2.2.2. Subjective Alertness, Calmness and Contentedness in Different Lighting Regimes

The exploratory analysis of subjective calmness and contentedness did not yield any significant results. The results regarding subjective alertness are given in Figure 4. There were no significant differences between the baseline condition and the yellow bathroom condition, nor between baseline and daylight white office. In contrast, subjective alertness after light exposure was significantly increased compared to the baseline condition in three of the four lighting conditions that included a blue portion of the visible spectrum.

2.3. Discussion

The results of the present study show that short-term polychromatic light emitted by conventional lamps in the evening in a naturalistic setting can suppress melatonin secretion and increase subjective alertness. It is noteworthy, however, that subjects in our study were exposed to only 30 min of light in addition to dim light from 7:00 p.m. until midnight. On a descriptive level, these differences begin to appear after only 20 min of light exposure (see Figure 2).
The explanatory power of the presented data is limited by the small sample size, the non-systematic selection of lamps, and the merely subjective measurement of behavioral variables. To draw substantiated conclusions on adverse effects of light regarding health conditions, more lamps with a systematic variation of light intensity and spectral distribution reflecting the whole range of naturalistic evening light conditions should be tested on a bigger sample and with additional outcome variables such as validated vigilance tasks, polysomnographic sleep parameters, or cortisol levels. In our present sample, the influence of a lamp with no blue component and low light intensity (130 lx) on melatonin concentrations and on subjective alertness was close to zero (see yellow bathroom lamp in Table 2 and Figure 5), while melatonin secretion was suppressed by light with equal low intensity but a high blue component (white bathroom, 130 lx, 6000 K). In addition, all lamps with high (500 lx) light intensities had a detectable influence on melatonin concentrations after light exposure. Even the lamp with the lowest blue proportion (warm white Planon, 2000 K) of the high-intensity (500 lx) lights had strong effects on both melatonin secretion and subjective alertness. The rather low blue component of the warm white Planon—at this intensity (see Table 3 and Figure 5) and the relatively close distance of subjects’ eyes to the lamp (1 meter)—seems to be sufficient to cause this effect. The lamp with high blue component and high intensity (hall daylight white) produces, as expected, even more pronounced effects. In spite of the high light intensity and high blue component of the daylight white office lamp, it only reduced melatonin concentrations significantly after, but not during light exposure, and the increase of subjective alertness was not significant. The values of irradiance or melanopic lux (see Table 3), a measure that integrates light intensity and spectral distribution in one unit on an empirical basis [28], would imply a different ranking of the lamps than the amount of their effects in our sample. Thus, the expected combined influence of light intensity and spectral distribution [37] is not reflected in detail by our sample. This is probably due to the small sample size, combined with the pronounced individual differences [30].
Still, in none of the conditions exposing subjects to light containing a high proportion of blue or bright light was the rise in melatonin levels as large as they were in conditions exposing only to dim or yellow light.
Nevertheless, subjects varied substantially in the magnitude of melatonin suppression induced by any one lighting condition.

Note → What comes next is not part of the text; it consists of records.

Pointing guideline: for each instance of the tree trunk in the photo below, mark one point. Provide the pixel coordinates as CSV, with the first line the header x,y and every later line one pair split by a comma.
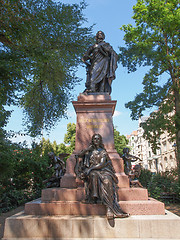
x,y
177,125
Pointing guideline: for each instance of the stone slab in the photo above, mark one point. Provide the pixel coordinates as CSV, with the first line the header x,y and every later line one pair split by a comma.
x,y
21,226
66,194
150,207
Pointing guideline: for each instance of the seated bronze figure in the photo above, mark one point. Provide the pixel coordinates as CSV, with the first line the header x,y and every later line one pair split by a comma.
x,y
98,174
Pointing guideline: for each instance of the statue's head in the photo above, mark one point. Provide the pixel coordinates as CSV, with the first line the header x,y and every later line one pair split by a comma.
x,y
97,140
125,150
100,35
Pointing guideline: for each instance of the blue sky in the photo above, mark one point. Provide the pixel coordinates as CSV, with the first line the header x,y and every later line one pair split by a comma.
x,y
109,16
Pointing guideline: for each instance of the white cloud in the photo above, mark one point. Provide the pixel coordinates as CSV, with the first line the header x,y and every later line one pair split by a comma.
x,y
117,113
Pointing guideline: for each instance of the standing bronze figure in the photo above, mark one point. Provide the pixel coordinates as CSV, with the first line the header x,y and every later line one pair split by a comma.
x,y
101,62
96,170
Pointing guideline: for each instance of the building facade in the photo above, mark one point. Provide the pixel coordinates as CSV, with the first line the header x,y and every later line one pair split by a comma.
x,y
163,160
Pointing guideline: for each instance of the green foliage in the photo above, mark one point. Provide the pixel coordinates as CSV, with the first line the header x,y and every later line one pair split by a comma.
x,y
120,141
145,177
42,42
154,42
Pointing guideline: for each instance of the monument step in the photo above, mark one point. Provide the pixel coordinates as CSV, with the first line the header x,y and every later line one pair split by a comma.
x,y
66,194
21,227
149,207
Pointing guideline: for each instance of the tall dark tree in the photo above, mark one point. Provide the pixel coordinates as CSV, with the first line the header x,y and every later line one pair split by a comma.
x,y
154,41
42,42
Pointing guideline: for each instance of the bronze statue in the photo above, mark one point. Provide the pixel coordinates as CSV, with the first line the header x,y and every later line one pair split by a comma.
x,y
59,169
98,174
133,173
101,64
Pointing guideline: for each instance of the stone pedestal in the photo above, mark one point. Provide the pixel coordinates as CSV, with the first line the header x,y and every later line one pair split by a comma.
x,y
94,115
61,214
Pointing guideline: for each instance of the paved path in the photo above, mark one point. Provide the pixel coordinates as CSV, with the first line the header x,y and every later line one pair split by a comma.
x,y
175,208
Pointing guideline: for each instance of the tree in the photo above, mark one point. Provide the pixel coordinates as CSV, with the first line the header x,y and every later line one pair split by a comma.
x,y
42,42
154,42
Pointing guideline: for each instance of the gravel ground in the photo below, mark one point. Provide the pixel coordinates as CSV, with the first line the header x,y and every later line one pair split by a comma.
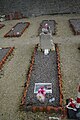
x,y
14,71
44,71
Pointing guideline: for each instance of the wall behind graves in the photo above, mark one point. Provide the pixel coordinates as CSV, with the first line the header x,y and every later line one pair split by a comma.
x,y
39,7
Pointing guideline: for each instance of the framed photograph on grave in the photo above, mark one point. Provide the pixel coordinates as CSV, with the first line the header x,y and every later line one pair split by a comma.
x,y
47,86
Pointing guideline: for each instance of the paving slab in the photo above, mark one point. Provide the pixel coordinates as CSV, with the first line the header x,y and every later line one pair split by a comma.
x,y
75,25
45,70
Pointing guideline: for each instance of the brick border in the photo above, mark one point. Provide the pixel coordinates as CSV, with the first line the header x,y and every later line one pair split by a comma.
x,y
2,25
6,56
15,35
72,27
43,108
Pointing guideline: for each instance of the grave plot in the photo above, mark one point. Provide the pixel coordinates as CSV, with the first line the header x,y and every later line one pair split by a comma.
x,y
51,24
1,26
4,53
45,72
17,30
75,25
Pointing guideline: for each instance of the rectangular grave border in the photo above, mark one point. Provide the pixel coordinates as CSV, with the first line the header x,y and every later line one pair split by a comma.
x,y
1,26
41,27
15,35
6,56
72,27
43,108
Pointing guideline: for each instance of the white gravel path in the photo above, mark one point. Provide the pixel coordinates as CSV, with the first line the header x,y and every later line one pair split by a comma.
x,y
15,69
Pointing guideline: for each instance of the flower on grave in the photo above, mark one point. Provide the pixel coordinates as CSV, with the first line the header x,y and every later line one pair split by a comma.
x,y
41,94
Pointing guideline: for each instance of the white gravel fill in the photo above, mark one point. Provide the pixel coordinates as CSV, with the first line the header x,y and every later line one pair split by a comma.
x,y
15,69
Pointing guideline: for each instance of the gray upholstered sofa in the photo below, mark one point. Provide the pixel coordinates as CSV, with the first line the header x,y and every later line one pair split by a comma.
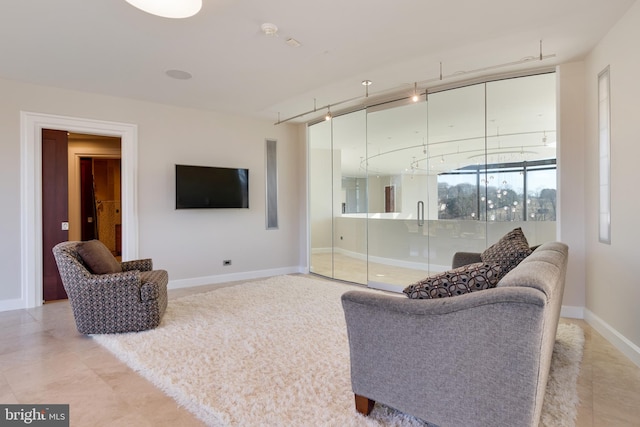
x,y
478,359
133,298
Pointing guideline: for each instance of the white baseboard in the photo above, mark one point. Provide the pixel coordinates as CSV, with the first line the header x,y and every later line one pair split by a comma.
x,y
12,304
572,312
232,277
618,340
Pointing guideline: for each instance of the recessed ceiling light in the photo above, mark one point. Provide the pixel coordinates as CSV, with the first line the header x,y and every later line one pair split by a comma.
x,y
269,29
178,74
168,8
292,42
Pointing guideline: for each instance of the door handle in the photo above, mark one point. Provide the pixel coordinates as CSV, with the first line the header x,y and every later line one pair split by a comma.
x,y
420,209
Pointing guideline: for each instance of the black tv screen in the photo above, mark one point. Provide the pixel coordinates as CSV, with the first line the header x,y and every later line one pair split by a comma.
x,y
211,187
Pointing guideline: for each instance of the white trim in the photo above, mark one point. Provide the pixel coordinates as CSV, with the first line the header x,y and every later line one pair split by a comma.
x,y
31,125
222,278
618,340
572,312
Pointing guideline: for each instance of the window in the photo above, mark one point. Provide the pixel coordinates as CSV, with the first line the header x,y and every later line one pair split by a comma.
x,y
523,191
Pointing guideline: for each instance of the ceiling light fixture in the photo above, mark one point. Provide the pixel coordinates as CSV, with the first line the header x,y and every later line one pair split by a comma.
x,y
168,8
269,29
178,74
292,42
366,84
328,116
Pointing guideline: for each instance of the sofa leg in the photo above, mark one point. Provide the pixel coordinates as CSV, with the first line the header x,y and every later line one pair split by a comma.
x,y
364,405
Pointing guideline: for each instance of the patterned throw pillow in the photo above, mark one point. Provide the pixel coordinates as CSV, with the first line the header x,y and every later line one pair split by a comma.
x,y
98,258
461,280
508,251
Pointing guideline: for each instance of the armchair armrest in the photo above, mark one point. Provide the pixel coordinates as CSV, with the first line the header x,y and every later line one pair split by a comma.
x,y
138,264
115,288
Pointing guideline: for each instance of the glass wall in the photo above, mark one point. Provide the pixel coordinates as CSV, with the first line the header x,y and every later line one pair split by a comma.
x,y
396,189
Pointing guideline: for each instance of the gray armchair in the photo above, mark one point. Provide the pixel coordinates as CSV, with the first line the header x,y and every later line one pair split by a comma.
x,y
133,298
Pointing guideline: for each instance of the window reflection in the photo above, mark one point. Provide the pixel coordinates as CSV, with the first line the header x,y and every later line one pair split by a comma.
x,y
497,192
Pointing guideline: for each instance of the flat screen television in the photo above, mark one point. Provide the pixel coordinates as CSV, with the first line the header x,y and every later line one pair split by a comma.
x,y
211,187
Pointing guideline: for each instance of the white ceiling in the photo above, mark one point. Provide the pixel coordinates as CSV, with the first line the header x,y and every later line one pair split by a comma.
x,y
109,47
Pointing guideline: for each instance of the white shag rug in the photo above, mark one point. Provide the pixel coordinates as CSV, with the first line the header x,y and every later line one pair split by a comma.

Because all subjects were studied during the same week and exposed to their assigned lighting condition each evening during the experimental period, light history would only differ slightly between subjects according to their daytime activities [38]. Chemical agents or age-related changes in the lens of the eye can be ruled out [39,40]. It might therefore be argued that the observed differential responses to light have predominantly been due to individual variations in light sensitivity [41,42]. Experimental data in extreme chronotypes have shown that circadian rhythms differ in their response to chemical and environmental phase-shifting agents at the cellular level [43]. Though only suppression of melatonin as a circadian signal was investigated and not phase shifts of melatonin, it would be interesting to validate the diagnostic properties of the setting and paradigm used in the present study. This might help detect circadian rhythm sleep disorders by determining patients’ sensitivity to melatonin suppression by light. Regarding future research, it also seems worthwhile to think about potential long-term consequences. Though still not generally accepted, several studies suggest that melatonin in humans plays a similarly pivotal role to that already demonstrated in animals [44,45]. Low melatonin is associated with numerous diseases [46], such as cancer [17], and melatonin concentrations are reduced in the elderly [47], in patients with chronic primary insomnia [4850], and even more so in patients suffering from Alzheimer’s dementia [51,52]. Even the neuroprotective properties of melatonin receive increasing evidence [53]. It is also well established that the increase in melatonin levels that occurs in the evening facilitates sleep induction [5456]. Thus, it is tempting to speculate that melatonin suppression by artificial light during the evening plays a role in the sleep-related problems from which millions of individuals currently suffer. Nevertheless, the general causal relations of light, melatonin-levels, and the health conditions mentioned above still need to be determined.
The current study demonstrates that light affects not only melatonin levels, but also subjective alertness. However, this is thought to rely on a different pathway than the retinal–pineal pathway. As an fMRI study suggests, light directly activates cortical networks that underlie alertness [57]. This relationship requires further investigation with objective measurements.
Diurnal species such as humans are obliged to use their eyes to find their way about the world. Unlike nocturnal species like rats or bats, humans are at the mercy of their enemies when moving about during the nighttime hours. It is most likely for this reason that the CTS promotes motor inactivity and sleep during this period [4]. Although artificial light at night is clearly of great benefit to society, its inappropriate timing might alter human physiology. In December 2007, the World Health Organization added overnight shift work to its list of probable carcinogens [58]. One possible, but yet to be proven, cause of cancer in overnight shift workers is the reduction of nighttime melatonin resulting from exposure to artificial light. The results of the present study raise a question that should be addressed in detail by future research: do we all suffer from these effects to some degree due to nighttime exposure to blue and/or bright light?

3. Experimental Section

The study was performed in the sleep laboratory of the Institute of Physiology at the Charité in the Sankt Hedwig Hospital, Berlin, in February of 2007. The protocol was approved by the local ethics committee. Experimental procedures were conducted in accordance with the Declaration of Helsinki, and all participants gave their written, informed consent.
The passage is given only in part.